Visando garantir a prioridade dada aos pagamentos de créditos trabalhistas no caso de falência de empresas, o senador Pedro Simon (PMDB-RS) apresentou projeto (PLS 218/05) que revoga um artigo da Lei 11.101/05, mais conhecida como nova Lei de Falências. A proposta tramita atualmente na Comissão de Constituição, Justiça e Cidadania (CCJ) do Senado.
Na justificação da matéria, o parlamentar reconhece que tal prioridade já está expressa no artigo 83 dessa lei.

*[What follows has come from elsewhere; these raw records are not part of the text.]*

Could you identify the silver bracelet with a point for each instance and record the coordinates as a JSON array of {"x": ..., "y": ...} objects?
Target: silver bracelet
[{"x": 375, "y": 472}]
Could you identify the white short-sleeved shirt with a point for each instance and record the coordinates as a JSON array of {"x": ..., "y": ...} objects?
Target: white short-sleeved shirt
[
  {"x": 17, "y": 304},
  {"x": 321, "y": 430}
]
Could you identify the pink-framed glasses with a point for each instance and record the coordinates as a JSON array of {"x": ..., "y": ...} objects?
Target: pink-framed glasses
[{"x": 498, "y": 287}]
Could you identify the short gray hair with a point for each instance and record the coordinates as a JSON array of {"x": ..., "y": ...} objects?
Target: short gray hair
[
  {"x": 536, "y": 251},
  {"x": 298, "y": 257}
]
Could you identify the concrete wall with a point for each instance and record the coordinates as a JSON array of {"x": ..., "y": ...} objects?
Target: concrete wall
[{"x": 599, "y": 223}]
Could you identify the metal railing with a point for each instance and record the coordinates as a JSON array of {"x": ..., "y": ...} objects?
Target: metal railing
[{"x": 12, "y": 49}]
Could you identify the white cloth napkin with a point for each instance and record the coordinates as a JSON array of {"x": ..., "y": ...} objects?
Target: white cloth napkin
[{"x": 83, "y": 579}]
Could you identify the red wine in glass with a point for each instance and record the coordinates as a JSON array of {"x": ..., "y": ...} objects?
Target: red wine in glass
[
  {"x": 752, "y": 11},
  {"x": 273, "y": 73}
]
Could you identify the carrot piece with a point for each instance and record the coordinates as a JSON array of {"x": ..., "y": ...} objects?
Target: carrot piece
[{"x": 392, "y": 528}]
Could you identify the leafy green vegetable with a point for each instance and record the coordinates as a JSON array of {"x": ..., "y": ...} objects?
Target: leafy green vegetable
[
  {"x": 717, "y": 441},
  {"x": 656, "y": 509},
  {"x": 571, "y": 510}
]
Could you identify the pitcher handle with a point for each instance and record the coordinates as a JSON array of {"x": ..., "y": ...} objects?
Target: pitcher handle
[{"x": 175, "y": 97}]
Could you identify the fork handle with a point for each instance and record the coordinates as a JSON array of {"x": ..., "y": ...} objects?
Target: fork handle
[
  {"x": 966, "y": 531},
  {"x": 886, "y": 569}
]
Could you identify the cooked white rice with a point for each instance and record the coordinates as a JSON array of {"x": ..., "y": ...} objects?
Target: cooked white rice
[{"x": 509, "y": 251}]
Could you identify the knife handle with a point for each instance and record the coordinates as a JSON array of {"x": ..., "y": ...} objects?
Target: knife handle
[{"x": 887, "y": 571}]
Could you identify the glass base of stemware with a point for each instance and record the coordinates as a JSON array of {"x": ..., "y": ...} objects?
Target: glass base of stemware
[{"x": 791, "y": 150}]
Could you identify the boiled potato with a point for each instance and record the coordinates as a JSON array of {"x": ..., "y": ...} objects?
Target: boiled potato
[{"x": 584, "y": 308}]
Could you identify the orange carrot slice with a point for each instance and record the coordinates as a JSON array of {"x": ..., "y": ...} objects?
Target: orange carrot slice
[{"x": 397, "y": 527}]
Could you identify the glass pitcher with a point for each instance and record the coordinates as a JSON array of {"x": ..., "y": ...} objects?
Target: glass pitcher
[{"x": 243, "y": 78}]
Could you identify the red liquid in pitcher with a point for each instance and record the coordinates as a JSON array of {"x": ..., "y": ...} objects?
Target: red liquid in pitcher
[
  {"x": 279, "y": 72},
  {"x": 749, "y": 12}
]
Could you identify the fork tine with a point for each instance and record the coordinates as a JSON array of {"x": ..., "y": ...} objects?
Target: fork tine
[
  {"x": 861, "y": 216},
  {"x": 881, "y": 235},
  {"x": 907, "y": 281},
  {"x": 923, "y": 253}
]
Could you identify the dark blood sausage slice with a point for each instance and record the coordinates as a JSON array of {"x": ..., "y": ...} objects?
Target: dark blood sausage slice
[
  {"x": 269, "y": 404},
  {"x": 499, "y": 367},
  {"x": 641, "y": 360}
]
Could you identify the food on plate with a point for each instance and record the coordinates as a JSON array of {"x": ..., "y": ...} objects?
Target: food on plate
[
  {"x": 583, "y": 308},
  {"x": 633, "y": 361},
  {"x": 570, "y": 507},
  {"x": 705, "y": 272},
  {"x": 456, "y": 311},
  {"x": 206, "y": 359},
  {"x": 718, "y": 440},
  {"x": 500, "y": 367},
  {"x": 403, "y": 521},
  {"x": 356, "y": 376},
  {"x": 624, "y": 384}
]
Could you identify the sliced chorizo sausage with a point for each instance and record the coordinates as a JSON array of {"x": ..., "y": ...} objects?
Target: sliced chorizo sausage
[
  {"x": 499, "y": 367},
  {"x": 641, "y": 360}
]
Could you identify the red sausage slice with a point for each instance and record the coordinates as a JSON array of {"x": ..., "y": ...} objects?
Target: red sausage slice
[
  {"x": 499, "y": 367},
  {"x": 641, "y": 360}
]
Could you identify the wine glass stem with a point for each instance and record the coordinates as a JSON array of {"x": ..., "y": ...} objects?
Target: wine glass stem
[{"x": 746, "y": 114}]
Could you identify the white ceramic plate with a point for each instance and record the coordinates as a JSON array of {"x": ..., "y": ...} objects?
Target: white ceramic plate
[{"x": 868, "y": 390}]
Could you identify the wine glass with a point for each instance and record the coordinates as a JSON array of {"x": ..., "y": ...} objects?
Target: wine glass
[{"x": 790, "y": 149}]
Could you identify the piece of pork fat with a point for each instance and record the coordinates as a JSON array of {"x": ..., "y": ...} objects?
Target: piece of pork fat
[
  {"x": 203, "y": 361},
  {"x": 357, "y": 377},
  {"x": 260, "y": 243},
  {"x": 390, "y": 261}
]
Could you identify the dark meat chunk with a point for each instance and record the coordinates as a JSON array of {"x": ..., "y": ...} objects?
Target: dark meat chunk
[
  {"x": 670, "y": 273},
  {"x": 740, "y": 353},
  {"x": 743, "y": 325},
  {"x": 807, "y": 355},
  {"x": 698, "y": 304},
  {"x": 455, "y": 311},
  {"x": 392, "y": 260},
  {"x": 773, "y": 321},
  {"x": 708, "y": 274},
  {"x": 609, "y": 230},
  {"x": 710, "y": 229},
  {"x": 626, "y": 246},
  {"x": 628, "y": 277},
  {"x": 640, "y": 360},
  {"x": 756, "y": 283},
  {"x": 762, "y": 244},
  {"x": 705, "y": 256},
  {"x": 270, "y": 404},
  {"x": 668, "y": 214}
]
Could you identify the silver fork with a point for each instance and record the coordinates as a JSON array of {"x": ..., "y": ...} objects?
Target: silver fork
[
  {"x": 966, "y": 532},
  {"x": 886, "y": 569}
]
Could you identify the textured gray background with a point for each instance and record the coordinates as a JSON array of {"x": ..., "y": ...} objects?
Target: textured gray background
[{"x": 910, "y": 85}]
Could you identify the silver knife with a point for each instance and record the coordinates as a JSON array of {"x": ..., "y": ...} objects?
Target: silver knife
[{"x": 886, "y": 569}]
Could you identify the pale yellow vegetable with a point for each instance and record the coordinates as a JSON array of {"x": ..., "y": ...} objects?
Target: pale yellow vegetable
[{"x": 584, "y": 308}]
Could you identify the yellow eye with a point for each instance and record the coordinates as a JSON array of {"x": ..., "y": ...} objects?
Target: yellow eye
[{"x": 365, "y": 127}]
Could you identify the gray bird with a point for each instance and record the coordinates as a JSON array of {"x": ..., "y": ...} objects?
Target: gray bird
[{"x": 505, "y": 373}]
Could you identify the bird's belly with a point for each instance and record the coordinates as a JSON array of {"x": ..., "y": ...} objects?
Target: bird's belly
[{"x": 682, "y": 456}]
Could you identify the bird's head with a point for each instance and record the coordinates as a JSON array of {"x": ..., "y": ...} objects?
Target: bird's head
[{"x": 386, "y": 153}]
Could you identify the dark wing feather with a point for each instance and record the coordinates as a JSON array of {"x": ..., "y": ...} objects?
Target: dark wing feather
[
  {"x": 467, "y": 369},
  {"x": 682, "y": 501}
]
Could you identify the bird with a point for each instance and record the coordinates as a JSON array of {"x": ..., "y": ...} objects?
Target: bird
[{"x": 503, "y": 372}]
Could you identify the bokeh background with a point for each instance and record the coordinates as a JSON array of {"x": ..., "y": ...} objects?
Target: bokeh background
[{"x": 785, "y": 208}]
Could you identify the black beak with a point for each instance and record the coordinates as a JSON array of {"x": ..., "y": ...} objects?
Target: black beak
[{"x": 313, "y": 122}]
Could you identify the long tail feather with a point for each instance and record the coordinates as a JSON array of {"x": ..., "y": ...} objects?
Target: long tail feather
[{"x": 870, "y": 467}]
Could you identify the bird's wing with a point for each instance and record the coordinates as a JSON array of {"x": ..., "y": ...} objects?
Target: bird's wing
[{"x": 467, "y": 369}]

No entanto, ele argumenta que, em seu artigo 57, ao exigir que o devedor apresente certidões negativas de débitos tributários como condição para a recuperação judicial da empresa, a nova Lei de Falências abriria a possibilidade de que as obrigações com o fisco sejam pagas antes dos créditos trabalhistas. É por essa razão que o projeto de Simon revoga justamente o artigo 57.
O senador afirma na justificação que "os créditos oriundos das obrigações trabalhistas são (...) sagrados e prioritários em qualquer plano de reestruturação empresarial ou nos pagamentos devidos já no processo falimentar". E que o objetivo de sua proposta é corrigir "uma distorção, talvez fortuita, de uma grande norma".
Prioridade parcial
Além da questão levantada por Simon, uma outra possível distorção da nova Lei de Falências - apontada por vários juristas logo que esta entrou em vigor - seria o fato de que os créditos trabalhistas são prioritários até o valor de 150 salários mínimos. O montante que excede esse limite perde tal prioridade, passando a integrar os chamados créditos quirografários. Na antiga Lei de Falências, todos os créditos trabalhistas eram prioritários.